Benefits of decentralised finance
In DeFi vs. traditional finance, Decentralised finance (DeFi) offers several benefits over traditional finance. Here are a few of the most significant advantages of DeFi:
- Accessibility: DeFi provides access to financial services to anyone with an internet connection, regardless of location or financial status. This allows people who are underserved by traditional finance to access financial services.
- Transparency: Decentralised finance operates on a transparent blockchain, which means that all transactions are visible to anyone with access to the network. This provides greater transparency and reduces the risk of fraud and corruption.
- Security: DeFi is designed to be highly secure, with transactions made safe by smart contracts and cryptographic protocols. This makes DeFi less vulnerable to hacking and other types of cyberattacks.
- Lower fees: DeFi transactions are typically cheaper than traditional finance transactions since no intermediaries are involved. This makes Decentralised finance more affordable for everyone, especially those financially marginalised.
- Decentralisation: DeFi operates on a decentralised network, meaning no central authority controls the system. This makes decentralised finance more resilient to censorship, manipulation, and corruption.
- Innovation: Decentralised finance is a rapidly evolving field constantly innovating and creating new financial products and services. This creates new opportunities for entrepreneurs and investors, encouraging greater experimentation and innovation in the financial industry.
Decentralised finance or DeFi vs. traditional finance: difference
Decentralised finance and traditional finance differ in several ways. Here are some of the most significant factors in DeFi vs. traditional finance:
- Intermediaries: Traditional finance relies on intermediaries like banks and financial institutions to facilitate transactions between parties, whereas DeFi operates without intermediaries. DeFi uses smart contracts to automate financial transactions, which reduces the need for intermediaries and makes transactions more efficient.
- Centralisation: Traditional finance is centralised, with a central authority controlling the financial system. Decentralised finance, on the other hand, is decentralised, with no central authority holding the system. This makes DeFi more resistant to censorship, manipulation, and corruption.
- Accessibility: Traditional finance is often limited to people who meet specific criteria, such as having a high credit score or meeting income requirements. DeFi, however, is designed to be accessible to everyone with an internet connection.

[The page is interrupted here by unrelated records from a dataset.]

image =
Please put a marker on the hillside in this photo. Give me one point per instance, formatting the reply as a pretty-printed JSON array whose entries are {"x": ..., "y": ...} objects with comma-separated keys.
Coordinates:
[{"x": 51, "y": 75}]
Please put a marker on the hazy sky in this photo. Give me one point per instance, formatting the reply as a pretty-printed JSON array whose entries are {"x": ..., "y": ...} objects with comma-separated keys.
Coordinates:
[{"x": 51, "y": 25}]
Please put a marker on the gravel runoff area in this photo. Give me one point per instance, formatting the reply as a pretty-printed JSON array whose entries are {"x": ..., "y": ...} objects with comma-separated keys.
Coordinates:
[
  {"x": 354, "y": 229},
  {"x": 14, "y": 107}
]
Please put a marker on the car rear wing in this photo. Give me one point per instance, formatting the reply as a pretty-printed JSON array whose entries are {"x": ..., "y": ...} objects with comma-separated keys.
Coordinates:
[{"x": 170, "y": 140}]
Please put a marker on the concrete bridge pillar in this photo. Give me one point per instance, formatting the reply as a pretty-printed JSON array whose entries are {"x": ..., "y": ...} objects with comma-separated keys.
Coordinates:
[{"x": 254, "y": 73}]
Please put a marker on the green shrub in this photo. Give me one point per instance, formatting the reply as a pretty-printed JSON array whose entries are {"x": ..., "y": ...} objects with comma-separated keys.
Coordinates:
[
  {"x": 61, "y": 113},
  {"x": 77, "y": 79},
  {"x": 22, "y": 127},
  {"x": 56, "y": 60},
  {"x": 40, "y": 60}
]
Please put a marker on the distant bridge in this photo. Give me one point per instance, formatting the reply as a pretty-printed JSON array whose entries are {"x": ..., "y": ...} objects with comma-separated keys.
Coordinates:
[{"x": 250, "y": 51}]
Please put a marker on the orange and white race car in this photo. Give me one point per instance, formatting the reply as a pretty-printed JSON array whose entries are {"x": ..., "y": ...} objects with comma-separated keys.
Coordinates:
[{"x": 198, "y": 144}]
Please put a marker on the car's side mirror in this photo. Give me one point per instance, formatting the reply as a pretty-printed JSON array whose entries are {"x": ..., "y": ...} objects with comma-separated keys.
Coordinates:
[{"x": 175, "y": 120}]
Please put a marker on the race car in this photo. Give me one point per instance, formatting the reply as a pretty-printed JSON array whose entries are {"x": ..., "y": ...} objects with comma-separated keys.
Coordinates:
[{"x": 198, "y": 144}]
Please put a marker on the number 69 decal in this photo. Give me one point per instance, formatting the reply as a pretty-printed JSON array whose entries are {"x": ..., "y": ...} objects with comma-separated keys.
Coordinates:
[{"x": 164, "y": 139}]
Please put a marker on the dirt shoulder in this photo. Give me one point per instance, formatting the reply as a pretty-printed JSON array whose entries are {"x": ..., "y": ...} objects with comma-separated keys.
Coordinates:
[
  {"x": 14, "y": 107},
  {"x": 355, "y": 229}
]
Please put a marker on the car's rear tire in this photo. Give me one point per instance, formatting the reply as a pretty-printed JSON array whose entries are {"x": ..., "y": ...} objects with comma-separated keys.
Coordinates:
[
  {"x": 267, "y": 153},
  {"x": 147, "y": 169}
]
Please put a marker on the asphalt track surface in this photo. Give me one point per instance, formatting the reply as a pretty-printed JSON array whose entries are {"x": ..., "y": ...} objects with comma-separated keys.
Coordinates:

- Transparency: Decentralised finance transactions are transparent, with all records visible to participants on the blockchain. This creates greater transparency and reduces the risk of fraud and corruption. On the other hand, traditional finance transactions are often opaque, with little transparency into the inner workings of the financial system.
- Fees: Traditional finance transactions often involve high fees and commissions charged by intermediaries, while DeFi transactions are typically much cheaper since no intermediaries are involved.
- Innovation: DeFi is a rapidly evolving field constantly innovating and creating new financial products and services. Traditional finance, on the other hand, is often slow to innovate and adopt new technologies.
Decentralised finance offers a more accessible, transparent, and innovative financial system than traditional finance, with lower fees and greater security. Here’s a quick look at the key differences between DeFi vs. traditional finance:
Conclusion
In conclusion, decentralised finance significantly shifts how we think about and approach financial services. We do hope this post has cleared up the distinctions of DeFi vs. traditional finance for you!